In a letter sent to the Union home minister on Thursday, the chair of the subcommittee, Marie Arena, also expressed concern at the action taken by the government against activists and others such as Safoora Zargar, Meeran Haider, Kafeel Khan and Sharjeel Imam.
There was no immediate reaction to the development from Indian officials.
“It is in this context that we are closely following the protection of human rights defenders in India and wish to express serious concerns about the recent arrests of Anand Teltumbde and Gautam Navlakha by the National Investigative Agency,” Arena wrote in her letter.

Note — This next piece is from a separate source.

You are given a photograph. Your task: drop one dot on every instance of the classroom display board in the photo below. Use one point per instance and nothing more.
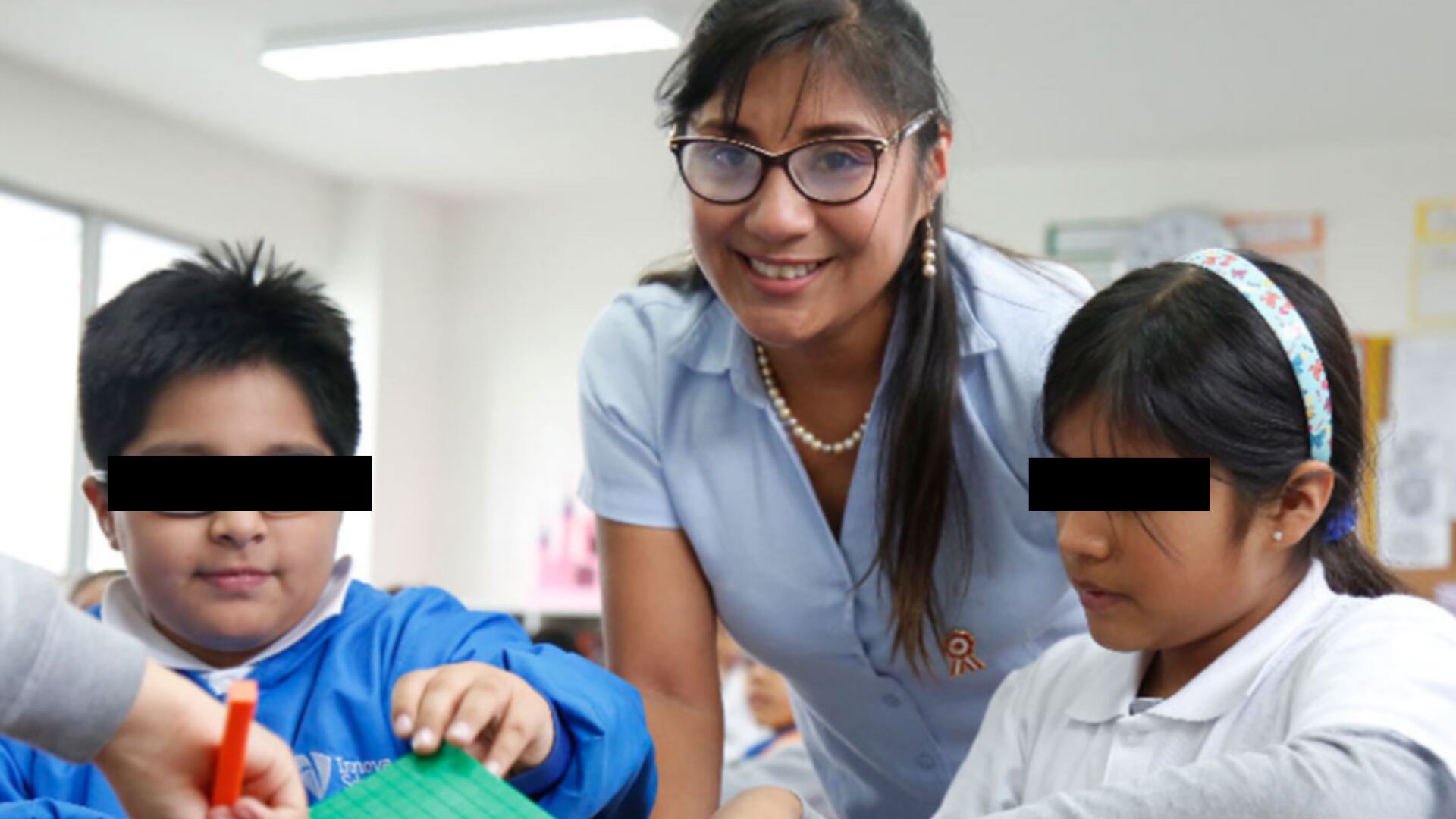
(1095, 246)
(1433, 264)
(1411, 487)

“It is particularly alarming to note that human rights defenders cannot conduct advocacy activities, notably in favour of India’s poorest and most marginalized communities, without becoming subject to intimidation and harassment, but equally worrying is the fact that terrorism charges, including under the Unlawful Activities Prevention Act (UAPA), are used to silence them,” she added.
In the letter, she also expressed concern at the recent arrest of students and activists, who have been leading the protests against the Citizenship Amendment Act (CAA), under the anti-terror law UAPA.
The European Parliament had also “noticed that various forms of legitimate peaceful protests against laws, policies and governmental actions, including the Citizenship Amendment Act, have been portrayed as terrorist activities under this legislation, resulting in a number of arrests under this umbrella. This is notably the case for human rights activists such as Safoora Zargar, Gulfisha Fatima, Khalid Saifi, Meeran Haider, Shifa-Ur-Rehman, Dr Kafeel Khan, Asif Iqbal and Sharjeel Imam who were recently arrested by the Police,” the letter said.
The EU’s human rights body further demanded that the government should stop criminalizing the work of human rights activists.
“We strongly believe that measures should be urgently taken to stop impeding and criminalizing the work of human rights defenders by means of overly broad national security legislation and to respect their freedoms of association and expression,” said the panel.